"I'm still fascinated by it all"
Series: Young Opera Talents (II)
Our series on the Bertelsmann Stiftung's "Neue Stimmen" International Singing Competition is profiling a number of up-and-coming opera talents. Christiane Karg, for example, is one of the competition's few winners from Germany.
Slam... the barista puts the "iced latte to go" on the counter, throws down two straws and turns away. "Unbelievable," Christiane Karg says, as she unwraps the straws, balls up the paper and throws it at him. "It's amazing what some waiters think they can get away with," she adds, shaking her head. It's not arrogance, but the voice of experience talking, since the young singer - now performing in Frankfurt as Papagena in "The Magic Flute," Susanna in "Le nozze di Figaro" and Musetta in "La Bohème" - spent years working as a waitress. Even today when she visits her parents in the Bavarian town of Feuchtwangen near Bayreuth, she sometimes dons an apron to take coffee and dessert to guests. "My parents own a café, located in a former monastery," she explains. "It's a family business, and my sisters and I started helping out at a young age."
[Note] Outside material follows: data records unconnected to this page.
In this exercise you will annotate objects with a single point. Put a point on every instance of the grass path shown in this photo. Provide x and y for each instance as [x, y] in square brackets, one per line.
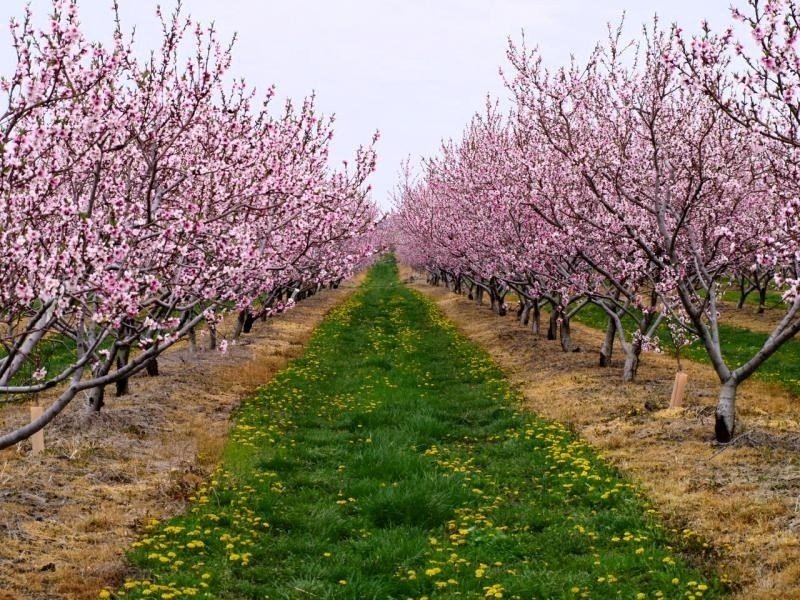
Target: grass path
[390, 461]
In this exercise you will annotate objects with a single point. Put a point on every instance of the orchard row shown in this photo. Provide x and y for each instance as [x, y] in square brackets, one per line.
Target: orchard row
[144, 192]
[646, 181]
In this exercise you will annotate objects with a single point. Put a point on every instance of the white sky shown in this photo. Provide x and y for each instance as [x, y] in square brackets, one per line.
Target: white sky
[414, 69]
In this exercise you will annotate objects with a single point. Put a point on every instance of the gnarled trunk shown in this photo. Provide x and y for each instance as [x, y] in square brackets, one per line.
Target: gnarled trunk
[152, 367]
[762, 300]
[525, 313]
[96, 398]
[566, 337]
[122, 384]
[632, 354]
[536, 326]
[725, 418]
[607, 349]
[552, 329]
[192, 335]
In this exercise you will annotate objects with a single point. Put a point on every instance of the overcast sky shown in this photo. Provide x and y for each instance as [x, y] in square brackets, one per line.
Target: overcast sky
[415, 70]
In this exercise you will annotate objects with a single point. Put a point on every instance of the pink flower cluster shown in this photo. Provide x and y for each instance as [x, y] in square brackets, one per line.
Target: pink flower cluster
[139, 196]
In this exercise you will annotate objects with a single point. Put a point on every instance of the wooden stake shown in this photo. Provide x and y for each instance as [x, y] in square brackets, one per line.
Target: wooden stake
[37, 439]
[678, 389]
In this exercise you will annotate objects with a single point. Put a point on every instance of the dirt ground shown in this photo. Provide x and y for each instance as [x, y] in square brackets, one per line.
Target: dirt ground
[743, 499]
[748, 317]
[67, 516]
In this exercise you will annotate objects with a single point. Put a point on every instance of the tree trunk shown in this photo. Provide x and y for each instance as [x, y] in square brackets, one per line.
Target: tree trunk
[502, 308]
[566, 337]
[552, 330]
[122, 385]
[152, 367]
[725, 424]
[631, 362]
[762, 299]
[742, 293]
[525, 314]
[96, 397]
[192, 336]
[607, 349]
[536, 327]
[249, 320]
[240, 320]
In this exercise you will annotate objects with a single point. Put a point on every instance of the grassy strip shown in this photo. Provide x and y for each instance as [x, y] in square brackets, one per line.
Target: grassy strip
[738, 346]
[390, 461]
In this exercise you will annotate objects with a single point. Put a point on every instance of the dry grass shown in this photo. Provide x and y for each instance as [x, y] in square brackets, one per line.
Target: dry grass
[747, 317]
[67, 517]
[743, 498]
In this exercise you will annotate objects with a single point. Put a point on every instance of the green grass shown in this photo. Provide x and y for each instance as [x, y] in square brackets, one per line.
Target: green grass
[738, 346]
[391, 461]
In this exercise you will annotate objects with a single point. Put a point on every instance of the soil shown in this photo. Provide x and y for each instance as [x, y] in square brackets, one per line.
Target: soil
[67, 516]
[734, 508]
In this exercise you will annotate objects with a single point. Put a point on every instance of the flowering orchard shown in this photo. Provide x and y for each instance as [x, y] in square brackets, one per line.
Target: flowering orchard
[141, 198]
[645, 181]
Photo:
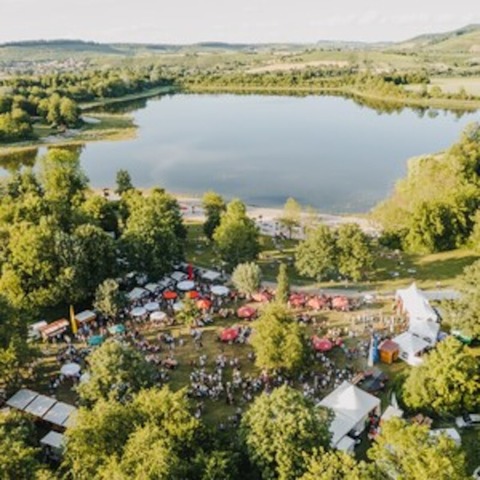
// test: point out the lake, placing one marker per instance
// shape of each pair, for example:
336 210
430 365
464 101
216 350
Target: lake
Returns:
328 152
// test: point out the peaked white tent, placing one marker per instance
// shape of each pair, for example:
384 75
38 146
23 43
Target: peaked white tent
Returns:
415 304
351 406
410 347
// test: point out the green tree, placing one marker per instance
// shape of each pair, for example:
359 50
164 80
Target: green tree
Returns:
116 372
214 206
124 182
280 429
278 340
109 299
154 233
237 237
354 252
446 383
291 217
336 465
409 452
315 256
464 313
282 293
247 278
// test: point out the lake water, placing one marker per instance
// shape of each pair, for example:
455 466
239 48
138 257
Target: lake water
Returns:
327 152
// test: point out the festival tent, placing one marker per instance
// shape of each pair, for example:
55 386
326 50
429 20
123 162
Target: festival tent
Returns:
210 275
85 317
219 290
204 304
59 413
136 294
410 347
414 303
321 344
351 407
229 335
246 312
428 330
54 440
186 285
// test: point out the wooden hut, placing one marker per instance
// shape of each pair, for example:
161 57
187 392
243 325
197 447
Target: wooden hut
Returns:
389 351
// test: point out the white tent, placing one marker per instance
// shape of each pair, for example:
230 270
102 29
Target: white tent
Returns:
136 294
351 406
85 316
427 330
210 275
410 347
415 304
449 432
59 413
53 439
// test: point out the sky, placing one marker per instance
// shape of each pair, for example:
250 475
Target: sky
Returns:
247 21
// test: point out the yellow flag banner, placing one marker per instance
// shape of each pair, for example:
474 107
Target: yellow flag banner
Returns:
73 322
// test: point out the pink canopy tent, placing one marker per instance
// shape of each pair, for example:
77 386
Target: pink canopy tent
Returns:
246 312
321 344
229 335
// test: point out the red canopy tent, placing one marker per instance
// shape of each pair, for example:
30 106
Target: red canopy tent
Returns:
317 303
229 334
340 303
297 300
169 295
204 304
246 312
321 344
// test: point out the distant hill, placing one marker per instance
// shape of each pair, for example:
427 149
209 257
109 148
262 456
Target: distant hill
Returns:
462 40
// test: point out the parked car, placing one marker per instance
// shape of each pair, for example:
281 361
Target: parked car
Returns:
468 420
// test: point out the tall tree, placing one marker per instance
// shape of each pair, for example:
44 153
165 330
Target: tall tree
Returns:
280 428
354 252
214 206
237 237
315 256
247 278
278 340
116 372
408 451
291 217
446 383
282 293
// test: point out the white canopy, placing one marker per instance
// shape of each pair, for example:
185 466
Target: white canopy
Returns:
351 406
158 316
85 316
138 312
152 287
186 285
40 406
415 304
22 398
136 294
53 439
219 290
410 346
152 306
59 413
70 369
210 275
178 276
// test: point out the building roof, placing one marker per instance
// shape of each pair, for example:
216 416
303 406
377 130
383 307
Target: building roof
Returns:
350 405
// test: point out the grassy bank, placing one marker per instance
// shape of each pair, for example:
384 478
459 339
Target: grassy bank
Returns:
439 103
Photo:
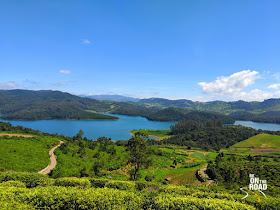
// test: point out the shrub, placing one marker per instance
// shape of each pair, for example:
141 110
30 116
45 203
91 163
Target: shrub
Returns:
30 179
12 184
73 198
146 185
98 183
72 182
149 178
170 202
121 185
11 205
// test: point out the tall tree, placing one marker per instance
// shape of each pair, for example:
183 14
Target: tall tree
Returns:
137 146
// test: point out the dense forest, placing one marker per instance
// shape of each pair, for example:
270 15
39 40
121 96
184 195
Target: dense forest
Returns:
35 105
267 117
233 170
209 135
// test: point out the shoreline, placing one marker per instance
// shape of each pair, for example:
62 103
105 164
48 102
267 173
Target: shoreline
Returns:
155 137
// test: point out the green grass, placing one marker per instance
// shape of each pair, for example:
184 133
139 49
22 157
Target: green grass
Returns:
25 154
157 133
260 141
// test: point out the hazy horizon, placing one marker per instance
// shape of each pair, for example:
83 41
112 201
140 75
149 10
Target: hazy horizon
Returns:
196 50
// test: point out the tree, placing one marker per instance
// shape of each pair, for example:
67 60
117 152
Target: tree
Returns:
137 146
80 134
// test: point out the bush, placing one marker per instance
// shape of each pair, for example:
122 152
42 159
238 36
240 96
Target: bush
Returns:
73 198
149 178
121 185
170 202
12 184
72 182
11 205
98 183
146 185
30 179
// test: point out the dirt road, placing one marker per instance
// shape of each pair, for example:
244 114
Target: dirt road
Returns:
17 135
53 161
203 173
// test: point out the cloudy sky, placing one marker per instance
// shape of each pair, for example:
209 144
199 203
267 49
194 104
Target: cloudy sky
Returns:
201 50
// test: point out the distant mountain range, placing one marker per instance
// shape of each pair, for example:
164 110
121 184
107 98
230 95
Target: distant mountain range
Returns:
118 98
48 104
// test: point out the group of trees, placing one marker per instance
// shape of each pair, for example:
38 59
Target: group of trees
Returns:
208 135
267 117
233 170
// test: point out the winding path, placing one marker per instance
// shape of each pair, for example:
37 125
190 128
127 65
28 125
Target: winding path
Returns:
52 165
205 175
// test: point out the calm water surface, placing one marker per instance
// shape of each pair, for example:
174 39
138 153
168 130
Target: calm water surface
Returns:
115 129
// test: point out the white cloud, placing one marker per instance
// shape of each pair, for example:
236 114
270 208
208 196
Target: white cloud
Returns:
65 71
86 41
274 86
9 85
231 84
64 83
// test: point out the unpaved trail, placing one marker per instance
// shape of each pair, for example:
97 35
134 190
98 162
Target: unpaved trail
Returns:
203 173
16 135
53 161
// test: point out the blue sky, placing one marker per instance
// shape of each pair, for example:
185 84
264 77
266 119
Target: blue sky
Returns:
201 50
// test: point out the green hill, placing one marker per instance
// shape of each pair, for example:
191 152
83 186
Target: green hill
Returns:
260 141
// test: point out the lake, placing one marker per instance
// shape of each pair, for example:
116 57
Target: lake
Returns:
115 129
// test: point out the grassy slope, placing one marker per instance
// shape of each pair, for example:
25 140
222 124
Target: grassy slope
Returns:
159 134
259 144
260 141
25 154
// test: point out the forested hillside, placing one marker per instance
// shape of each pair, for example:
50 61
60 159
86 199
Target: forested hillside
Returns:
36 105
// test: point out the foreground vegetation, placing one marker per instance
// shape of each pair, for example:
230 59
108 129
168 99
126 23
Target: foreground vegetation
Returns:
30 191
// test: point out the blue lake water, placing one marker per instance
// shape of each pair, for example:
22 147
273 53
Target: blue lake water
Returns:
115 129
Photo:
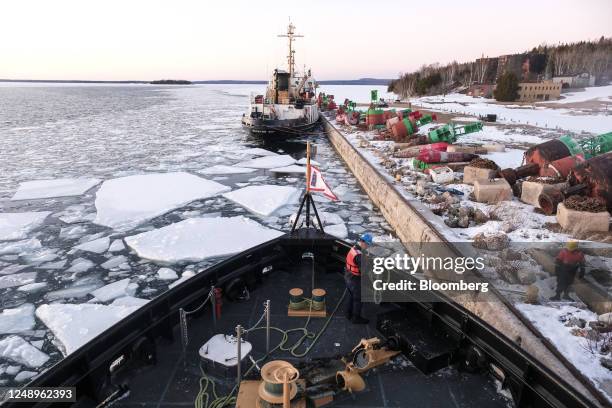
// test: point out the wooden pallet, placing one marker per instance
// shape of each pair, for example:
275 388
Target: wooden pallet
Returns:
306 313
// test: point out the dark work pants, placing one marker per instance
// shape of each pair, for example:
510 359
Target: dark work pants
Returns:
565 278
353 296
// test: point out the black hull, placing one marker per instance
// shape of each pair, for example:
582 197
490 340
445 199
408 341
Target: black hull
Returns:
277 128
148 342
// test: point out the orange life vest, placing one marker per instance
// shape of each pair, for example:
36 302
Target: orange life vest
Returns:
351 265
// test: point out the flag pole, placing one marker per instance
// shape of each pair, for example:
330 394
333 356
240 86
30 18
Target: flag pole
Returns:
307 196
307 167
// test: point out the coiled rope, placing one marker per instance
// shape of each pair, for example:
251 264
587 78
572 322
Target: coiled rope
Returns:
203 399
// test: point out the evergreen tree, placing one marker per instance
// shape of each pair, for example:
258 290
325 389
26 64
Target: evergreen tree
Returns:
506 89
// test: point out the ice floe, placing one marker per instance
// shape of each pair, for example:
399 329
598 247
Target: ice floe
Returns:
54 265
258 151
17 350
129 301
116 246
337 230
114 262
112 290
74 325
293 169
24 375
14 226
9 270
265 199
268 162
224 169
97 246
76 291
17 279
125 202
19 247
36 189
303 162
166 274
18 319
196 239
80 265
32 287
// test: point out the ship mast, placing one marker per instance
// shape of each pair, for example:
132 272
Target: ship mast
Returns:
291 57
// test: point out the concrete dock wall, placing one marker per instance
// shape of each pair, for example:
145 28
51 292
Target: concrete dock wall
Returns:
414 223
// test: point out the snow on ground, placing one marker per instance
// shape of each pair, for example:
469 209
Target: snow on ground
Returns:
97 246
36 189
125 202
17 350
18 319
574 348
509 158
268 162
264 200
497 134
225 169
293 169
74 325
14 226
539 116
599 93
197 239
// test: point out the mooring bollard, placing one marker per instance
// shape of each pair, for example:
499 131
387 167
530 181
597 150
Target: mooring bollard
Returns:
238 354
213 303
267 307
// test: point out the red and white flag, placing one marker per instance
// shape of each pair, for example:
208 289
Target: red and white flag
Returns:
317 184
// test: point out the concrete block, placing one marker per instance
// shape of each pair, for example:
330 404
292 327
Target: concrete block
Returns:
442 175
531 191
494 147
582 221
492 191
471 174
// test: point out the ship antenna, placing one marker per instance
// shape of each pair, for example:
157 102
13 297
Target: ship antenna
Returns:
291 35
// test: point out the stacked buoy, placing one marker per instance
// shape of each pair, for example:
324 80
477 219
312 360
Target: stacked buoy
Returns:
297 301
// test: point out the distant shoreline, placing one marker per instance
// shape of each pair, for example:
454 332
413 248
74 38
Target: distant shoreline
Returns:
362 81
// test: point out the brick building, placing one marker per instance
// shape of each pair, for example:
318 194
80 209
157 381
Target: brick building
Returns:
538 91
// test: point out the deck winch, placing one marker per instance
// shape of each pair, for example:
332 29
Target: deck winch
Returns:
314 383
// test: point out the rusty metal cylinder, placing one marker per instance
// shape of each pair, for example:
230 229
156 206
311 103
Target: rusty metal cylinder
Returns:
561 168
596 173
549 201
512 175
546 152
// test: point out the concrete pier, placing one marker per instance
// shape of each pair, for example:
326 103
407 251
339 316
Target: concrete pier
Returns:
414 224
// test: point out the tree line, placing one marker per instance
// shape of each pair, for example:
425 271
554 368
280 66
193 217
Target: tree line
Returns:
542 62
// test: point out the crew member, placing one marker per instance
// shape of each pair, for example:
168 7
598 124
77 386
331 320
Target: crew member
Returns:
352 277
567 263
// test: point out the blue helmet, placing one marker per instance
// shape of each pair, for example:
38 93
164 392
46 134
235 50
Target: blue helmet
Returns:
367 238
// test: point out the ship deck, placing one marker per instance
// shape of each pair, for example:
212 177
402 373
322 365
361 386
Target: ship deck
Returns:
175 380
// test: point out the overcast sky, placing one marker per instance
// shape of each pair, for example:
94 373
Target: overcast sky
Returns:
229 39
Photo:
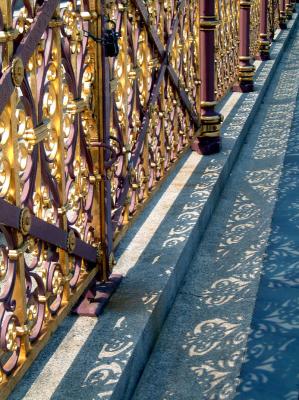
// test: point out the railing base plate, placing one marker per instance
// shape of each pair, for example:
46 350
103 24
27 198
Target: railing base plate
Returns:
95 299
207 146
243 87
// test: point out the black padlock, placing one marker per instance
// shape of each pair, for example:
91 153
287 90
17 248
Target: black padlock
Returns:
110 40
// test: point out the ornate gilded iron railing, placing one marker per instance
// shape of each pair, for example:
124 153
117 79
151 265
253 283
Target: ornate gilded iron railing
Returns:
49 195
255 27
153 106
86 138
273 17
227 45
Today one sister works as a pastry chef and chocolate maker, the other is getting a degree in hotel and restaurant management. As for Christiane, her career on the stage began back in the monastery. "Every year it hosted a summer music festival," she says. "I could see everything from my room. I've never forgotten it." Her father's passion for music also helped, since he often took her to the Wagner Festival in Bayreuth. "I'm still fascinated by it all," she says.
As a child she sang in church and entered musical competitions, where she won at both the state and national levels. After graduating from school, she passed the entrance examination for the Mozarteum in Salzburg - on her first try. There she was lucky enough to be put under the tutelage of Prof. Heiner Hopfner, who remains an advisor and supporter to this day. "He left my voice as it was," Christiane says. "He made sure that I didn't overdo it and didn't copy anyone else, but stayed just the way I am. It was an incredible help." As she speaks, she laughs and gazes into the sun reflecting off the Binnenalster, the smaller of Hamburg's two downtown lakes.
It's a symbolic location. "When I was first given the opportunity in 2006 to work in Hamburg's opera studio, the Binnenalster was the first thing I saw here," she says. "As soon as I did, I knew I wanted to stay." It was an exciting time, living "auf der Schanze," in one of the city's more colorful quarters. "I couldn't go out a lot, since I was onstage most evenings. But it was nice to know that so much was happening right outside my front door," she explains. In the end, she decided to leave, since other promising roles - like the ones in Frankfurt - beckoned, and since she was keen to try something new.
Given her extensive past on the state, stage fright is something that's completely foreign to her. "I sang my first solo at the age of 10, so I'm no longer nervous," she says. What also helped was participating in the Bertelsmann Stiftung's "Neue Stimmen" International Singing Competition in 2007, where she came in sixth - one of the few Germans to win a prize. "I'm still in touch with a lot of the other contestants. They come from all over the world, and on the international level prospects for German singers aren't so great. The performers from South America, for example, have a vocal quality that is warmer. Their voices are larger and have a different tone," Christiane explains. "Of course we all want to sing the major Italian operas, but there are few Germans who can. And certainly not right off the bat.
"What the "Neue Stimmen" competition teaches, she says, is not to get too worked up, not to try too much at once - and that even if the world of art is just like the world of commerce, you can't forget that you're an artist above all else. That's why she still enjoys performing - as well as traveling around the world and putting energy into her fledgling recording career. She doesn't have a lot of time for a private life, even if her family is often sitting in the audience. When asked about a long-term relationship or starting a family, she laughs and gets a faraway look in her eyes. "I don't have the time at the moment. I work a lot, maybe too much," she says. "But for now, that's how it should be. If Mr. Right shows up, all the rest won't matter anyway. But he'd have to be someone very special, the kind of person you'd be willing to change your life for." Where would she like to set up house with him? "In northern Italy, in a villa on Lake Como," she says, laughing once more.